I used SolrJ to load about a 100 documents into Solr and then I jumped over quickly to a browser and periodically issued a series of “select all” query to solr. Here’s about how it went:
- Time 0:01 — no documents
- Time 0:02 — no documents
- Time 0:03 — no documents
- Time 0:04 — no documents
- Time 0:05 — no documents
- Time 0:06 — no documents
- Time 0:07 — no documents
- Time 0:08 — no documents
- Time 0:09 — no documents
- Time 0:10 — 100 documents
So far so good. Soft commit appeared to be working; I just needed verify that nothing was written to disk. I immediately stopped Solr (a control-C in the terminal running Solr), and then restarted Solr and what did I see? –Documents — 100 of them!
“So,” I said grumpily “Solr is actually hard committing when I’m telling it to soft commit!” But then it occurred to me that maybe Solr was doing something smart to protect me from data loss. “What about that updateLog thing I see in the updateHandler?”
After tracking down the log files, (they’re stored sibling to the data directory), I found that, sure enough, they are keeping track of all the items that haven’t yet been hard committed to Solr. So, first lesson:
Whenever Solr wakes up, it looks for these logs and replays them back to recover from any potential data loss.

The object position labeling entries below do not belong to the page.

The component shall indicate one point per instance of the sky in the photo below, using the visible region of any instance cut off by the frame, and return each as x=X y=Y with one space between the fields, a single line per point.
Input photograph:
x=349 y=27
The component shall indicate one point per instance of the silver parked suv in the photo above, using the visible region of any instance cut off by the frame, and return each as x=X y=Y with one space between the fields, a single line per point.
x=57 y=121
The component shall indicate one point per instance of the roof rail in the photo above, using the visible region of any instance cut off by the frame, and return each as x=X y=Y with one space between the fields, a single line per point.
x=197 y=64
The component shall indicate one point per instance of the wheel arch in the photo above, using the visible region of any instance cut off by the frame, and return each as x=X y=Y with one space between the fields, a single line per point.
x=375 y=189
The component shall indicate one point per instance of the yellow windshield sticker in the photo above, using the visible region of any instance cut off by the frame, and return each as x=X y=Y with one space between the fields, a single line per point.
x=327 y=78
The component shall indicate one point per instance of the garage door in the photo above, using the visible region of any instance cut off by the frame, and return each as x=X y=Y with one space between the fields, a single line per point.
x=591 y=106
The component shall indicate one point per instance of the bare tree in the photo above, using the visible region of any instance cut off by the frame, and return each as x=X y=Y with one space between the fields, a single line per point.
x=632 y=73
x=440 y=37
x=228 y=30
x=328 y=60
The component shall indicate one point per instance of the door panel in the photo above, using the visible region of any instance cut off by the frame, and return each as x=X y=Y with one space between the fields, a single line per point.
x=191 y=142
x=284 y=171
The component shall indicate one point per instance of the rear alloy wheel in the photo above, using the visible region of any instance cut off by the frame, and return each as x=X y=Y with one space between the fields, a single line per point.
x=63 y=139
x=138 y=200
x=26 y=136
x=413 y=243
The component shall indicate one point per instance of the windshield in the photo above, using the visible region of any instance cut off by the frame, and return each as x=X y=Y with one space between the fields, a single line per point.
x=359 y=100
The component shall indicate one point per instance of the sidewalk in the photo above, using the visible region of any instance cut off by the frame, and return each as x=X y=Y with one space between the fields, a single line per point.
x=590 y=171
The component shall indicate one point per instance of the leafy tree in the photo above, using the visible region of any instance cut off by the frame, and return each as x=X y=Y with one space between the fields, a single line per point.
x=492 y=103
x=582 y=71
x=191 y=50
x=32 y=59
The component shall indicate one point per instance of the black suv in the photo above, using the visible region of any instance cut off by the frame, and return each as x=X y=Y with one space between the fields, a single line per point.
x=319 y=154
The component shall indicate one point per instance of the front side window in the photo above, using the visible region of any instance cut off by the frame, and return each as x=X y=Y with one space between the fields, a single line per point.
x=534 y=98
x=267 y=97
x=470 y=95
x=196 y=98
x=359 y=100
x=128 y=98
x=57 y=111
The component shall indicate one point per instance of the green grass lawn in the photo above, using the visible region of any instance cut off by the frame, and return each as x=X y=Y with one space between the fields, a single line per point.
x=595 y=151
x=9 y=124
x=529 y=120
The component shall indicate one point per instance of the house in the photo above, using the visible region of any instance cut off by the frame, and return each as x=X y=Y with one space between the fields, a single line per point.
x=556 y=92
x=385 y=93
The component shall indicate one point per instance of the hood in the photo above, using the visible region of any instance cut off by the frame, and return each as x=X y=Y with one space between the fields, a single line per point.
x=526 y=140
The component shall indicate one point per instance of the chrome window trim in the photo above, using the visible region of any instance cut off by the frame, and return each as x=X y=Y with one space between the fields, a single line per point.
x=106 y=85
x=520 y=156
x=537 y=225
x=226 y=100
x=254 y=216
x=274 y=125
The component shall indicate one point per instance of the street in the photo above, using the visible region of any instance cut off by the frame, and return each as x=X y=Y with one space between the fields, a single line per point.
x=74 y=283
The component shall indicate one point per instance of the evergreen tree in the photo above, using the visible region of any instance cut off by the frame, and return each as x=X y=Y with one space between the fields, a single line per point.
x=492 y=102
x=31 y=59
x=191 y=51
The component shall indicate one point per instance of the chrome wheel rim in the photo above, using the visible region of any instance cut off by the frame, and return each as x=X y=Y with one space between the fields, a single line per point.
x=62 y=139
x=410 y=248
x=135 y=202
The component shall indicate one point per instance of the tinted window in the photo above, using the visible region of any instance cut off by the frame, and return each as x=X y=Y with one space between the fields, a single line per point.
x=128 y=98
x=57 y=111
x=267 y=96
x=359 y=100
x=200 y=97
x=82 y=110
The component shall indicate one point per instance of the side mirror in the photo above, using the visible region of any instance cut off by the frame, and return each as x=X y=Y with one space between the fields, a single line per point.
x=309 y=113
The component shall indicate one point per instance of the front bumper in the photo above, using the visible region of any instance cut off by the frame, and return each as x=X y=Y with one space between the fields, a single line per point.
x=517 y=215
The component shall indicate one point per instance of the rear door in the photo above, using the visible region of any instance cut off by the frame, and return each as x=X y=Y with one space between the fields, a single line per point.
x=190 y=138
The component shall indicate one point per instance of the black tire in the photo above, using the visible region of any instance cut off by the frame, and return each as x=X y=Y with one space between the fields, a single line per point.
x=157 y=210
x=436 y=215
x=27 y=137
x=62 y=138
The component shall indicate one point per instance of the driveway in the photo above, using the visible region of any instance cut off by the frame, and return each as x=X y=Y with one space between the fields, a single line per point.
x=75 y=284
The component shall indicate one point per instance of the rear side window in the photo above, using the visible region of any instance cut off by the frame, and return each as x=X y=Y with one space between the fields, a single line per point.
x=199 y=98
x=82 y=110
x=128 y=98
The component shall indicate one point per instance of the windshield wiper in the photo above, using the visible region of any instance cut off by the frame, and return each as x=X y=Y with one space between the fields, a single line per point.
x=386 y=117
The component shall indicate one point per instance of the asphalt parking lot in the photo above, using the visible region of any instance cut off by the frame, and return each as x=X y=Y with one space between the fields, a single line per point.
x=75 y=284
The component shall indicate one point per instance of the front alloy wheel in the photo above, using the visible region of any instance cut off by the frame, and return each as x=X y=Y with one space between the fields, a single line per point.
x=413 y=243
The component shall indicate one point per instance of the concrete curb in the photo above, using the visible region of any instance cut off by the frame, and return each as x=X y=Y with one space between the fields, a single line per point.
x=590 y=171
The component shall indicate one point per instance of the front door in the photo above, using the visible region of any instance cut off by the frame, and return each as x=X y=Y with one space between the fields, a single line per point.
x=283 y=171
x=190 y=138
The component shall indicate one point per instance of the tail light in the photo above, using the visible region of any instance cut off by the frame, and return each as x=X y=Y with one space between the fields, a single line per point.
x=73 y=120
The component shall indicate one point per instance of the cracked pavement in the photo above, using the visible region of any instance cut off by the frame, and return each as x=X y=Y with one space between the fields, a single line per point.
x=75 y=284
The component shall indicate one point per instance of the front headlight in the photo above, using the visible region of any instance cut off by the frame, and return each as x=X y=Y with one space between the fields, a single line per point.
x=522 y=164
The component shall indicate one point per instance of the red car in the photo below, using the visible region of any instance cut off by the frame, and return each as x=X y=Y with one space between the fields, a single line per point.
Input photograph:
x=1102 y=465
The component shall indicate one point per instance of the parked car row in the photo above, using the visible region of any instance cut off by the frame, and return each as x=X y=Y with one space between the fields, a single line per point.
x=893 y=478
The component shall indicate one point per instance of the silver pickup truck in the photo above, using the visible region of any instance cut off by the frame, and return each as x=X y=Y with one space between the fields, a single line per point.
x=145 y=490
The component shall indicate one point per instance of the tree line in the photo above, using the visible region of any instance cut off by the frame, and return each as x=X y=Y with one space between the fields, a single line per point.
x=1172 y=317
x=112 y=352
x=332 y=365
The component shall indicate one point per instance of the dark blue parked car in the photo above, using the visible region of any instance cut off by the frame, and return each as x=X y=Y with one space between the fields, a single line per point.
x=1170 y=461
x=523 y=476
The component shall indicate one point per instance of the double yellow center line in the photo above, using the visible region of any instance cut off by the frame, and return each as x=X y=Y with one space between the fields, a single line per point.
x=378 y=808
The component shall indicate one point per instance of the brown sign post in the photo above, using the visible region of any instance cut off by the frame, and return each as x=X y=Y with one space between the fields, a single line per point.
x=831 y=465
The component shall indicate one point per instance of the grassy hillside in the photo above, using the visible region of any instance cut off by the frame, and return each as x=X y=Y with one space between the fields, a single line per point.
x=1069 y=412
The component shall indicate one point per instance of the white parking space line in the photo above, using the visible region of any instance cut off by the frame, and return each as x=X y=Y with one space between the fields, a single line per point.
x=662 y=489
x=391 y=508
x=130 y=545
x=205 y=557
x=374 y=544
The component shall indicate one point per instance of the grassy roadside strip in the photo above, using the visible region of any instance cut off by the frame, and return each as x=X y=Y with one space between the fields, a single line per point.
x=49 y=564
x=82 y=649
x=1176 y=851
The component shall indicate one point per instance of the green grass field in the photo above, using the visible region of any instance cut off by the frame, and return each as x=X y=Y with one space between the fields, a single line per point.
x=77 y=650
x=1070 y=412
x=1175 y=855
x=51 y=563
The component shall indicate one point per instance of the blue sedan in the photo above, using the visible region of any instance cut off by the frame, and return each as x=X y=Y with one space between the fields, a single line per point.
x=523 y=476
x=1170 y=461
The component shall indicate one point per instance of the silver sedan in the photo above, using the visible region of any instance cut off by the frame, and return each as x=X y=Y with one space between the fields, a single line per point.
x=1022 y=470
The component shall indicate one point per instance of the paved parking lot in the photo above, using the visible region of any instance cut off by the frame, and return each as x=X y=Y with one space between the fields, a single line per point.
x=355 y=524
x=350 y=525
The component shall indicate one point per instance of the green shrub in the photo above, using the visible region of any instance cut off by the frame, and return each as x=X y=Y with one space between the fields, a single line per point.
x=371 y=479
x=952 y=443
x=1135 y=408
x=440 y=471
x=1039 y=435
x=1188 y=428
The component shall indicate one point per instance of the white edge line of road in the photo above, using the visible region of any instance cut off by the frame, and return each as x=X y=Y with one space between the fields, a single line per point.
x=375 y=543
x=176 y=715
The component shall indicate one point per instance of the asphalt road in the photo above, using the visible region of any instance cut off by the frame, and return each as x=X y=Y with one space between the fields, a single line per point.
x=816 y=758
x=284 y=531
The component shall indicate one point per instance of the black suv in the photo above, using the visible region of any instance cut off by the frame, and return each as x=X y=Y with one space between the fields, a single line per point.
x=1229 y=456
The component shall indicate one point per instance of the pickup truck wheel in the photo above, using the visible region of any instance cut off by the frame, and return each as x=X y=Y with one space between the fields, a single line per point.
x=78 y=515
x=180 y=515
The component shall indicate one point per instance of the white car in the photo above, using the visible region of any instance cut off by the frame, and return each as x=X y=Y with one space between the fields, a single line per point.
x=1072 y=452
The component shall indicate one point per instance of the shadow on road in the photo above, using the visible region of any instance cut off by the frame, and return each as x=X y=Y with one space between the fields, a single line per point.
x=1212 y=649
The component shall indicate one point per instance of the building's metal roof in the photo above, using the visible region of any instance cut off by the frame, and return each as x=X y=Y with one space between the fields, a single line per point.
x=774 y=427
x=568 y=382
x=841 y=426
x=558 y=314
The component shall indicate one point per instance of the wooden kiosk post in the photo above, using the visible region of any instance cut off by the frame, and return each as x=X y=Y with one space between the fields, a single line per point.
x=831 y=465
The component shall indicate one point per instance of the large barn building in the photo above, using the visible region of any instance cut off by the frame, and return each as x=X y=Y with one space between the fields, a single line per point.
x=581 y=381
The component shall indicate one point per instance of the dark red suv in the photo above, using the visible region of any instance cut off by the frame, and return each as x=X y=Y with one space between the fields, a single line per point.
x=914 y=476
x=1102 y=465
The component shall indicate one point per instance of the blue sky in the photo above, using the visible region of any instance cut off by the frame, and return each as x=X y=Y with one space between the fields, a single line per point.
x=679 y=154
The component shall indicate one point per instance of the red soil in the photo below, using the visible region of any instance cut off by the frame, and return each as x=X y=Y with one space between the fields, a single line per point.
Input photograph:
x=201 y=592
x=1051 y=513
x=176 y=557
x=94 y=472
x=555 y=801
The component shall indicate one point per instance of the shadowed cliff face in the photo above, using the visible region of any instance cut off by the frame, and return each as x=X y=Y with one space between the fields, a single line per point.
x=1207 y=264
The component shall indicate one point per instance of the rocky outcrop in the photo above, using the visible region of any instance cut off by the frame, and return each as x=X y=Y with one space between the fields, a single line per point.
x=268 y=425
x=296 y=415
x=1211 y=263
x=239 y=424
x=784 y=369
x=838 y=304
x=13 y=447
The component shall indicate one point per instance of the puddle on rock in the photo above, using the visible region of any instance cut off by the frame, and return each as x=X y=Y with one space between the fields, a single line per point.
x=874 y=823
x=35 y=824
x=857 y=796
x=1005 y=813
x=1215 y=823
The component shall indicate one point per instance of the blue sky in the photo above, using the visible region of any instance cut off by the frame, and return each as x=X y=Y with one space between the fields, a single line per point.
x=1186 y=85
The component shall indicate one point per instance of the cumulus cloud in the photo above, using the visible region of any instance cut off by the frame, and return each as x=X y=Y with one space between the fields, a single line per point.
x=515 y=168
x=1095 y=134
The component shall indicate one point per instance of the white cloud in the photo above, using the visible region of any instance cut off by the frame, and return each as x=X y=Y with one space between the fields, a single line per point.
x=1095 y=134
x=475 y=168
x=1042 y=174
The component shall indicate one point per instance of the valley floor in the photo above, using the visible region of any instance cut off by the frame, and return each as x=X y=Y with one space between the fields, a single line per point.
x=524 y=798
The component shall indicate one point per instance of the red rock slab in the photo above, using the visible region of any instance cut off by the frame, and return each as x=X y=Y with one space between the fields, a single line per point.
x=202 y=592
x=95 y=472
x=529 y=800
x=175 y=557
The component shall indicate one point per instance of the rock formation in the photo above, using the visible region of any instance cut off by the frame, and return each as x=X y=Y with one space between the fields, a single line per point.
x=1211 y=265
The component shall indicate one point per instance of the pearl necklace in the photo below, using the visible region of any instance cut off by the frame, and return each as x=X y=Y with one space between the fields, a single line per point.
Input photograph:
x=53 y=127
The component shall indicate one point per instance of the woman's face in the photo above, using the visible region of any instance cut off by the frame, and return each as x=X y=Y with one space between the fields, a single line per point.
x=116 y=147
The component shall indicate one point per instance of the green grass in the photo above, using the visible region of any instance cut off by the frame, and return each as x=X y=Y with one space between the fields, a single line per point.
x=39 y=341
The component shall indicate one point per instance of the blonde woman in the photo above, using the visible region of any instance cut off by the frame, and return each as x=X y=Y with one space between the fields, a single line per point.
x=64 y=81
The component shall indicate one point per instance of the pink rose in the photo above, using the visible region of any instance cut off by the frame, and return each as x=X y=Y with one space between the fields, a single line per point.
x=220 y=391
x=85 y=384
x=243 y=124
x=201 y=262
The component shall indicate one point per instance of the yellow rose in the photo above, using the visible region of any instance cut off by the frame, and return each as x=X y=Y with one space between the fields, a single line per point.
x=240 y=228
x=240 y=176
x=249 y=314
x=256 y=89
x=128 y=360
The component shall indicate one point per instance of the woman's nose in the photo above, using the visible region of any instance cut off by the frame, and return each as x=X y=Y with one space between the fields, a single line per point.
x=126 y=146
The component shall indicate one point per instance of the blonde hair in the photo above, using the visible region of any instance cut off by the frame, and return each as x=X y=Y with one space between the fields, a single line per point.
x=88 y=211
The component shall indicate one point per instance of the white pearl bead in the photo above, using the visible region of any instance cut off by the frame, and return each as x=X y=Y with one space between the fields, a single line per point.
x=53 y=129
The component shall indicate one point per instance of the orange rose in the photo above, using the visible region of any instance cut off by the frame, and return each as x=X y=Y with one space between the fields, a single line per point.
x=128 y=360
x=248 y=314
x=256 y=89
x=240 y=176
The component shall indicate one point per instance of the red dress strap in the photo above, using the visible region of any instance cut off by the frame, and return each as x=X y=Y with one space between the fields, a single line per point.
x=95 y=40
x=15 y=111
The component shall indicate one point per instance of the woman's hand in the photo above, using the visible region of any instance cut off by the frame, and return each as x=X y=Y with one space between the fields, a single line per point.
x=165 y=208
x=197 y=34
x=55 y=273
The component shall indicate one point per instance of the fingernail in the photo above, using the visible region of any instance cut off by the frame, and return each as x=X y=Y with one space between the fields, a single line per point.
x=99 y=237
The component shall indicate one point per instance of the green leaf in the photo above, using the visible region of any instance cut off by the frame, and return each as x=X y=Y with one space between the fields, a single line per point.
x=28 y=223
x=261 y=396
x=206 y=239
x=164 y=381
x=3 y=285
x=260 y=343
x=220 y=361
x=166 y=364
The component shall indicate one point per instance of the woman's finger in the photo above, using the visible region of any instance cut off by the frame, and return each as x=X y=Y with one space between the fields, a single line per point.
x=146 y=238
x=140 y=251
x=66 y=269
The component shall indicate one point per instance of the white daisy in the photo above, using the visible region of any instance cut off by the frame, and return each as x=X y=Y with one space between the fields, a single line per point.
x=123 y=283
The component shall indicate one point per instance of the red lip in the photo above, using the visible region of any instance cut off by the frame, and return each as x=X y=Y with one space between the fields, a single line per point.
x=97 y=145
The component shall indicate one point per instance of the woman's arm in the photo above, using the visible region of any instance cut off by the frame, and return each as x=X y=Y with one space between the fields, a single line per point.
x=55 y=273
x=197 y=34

So, now it was clear what I had to do. I spun up the same experiment, I submitted about 100 docs to solr, and I kept refreshing the solr “select all” query until after 10 seconds my documents appeared. I then stopped Solr (control-C) and this time, smiling smugly, I deleted the log files and restarted Solr, resubmitted my “select all” query and found … 100 documents.
At this point, words don’t readily express the confusion that I felt. However, this emoticon does a pretty good job:
I’m becoming upset that I was wrong and still concerned that maybe Solr was writing my soft commits to disk. Then it occurred to me that perhaps my method of killing Solr – control-C – was simply not violent enough.
I created one more experiment. This time I
- turned on Solr
- submitted 100 or so documents
- re-queried “all docs” repetitively until after 10 seconds they appeared
- then I killed the task with a
kill -9 <processId>
- I removed the log files
- I restarted Solr
And finally, once I again started Solr and queried for all documents – there were none! So, my second lesson for the day:
When Solr is shut down politely, it does you the favor of hard committing all outstanding documents to disk.
And so my final assessment of the situation is that not only do the soft commits perform as expected, but Solr does several things to make sure you’re not losing any of your data.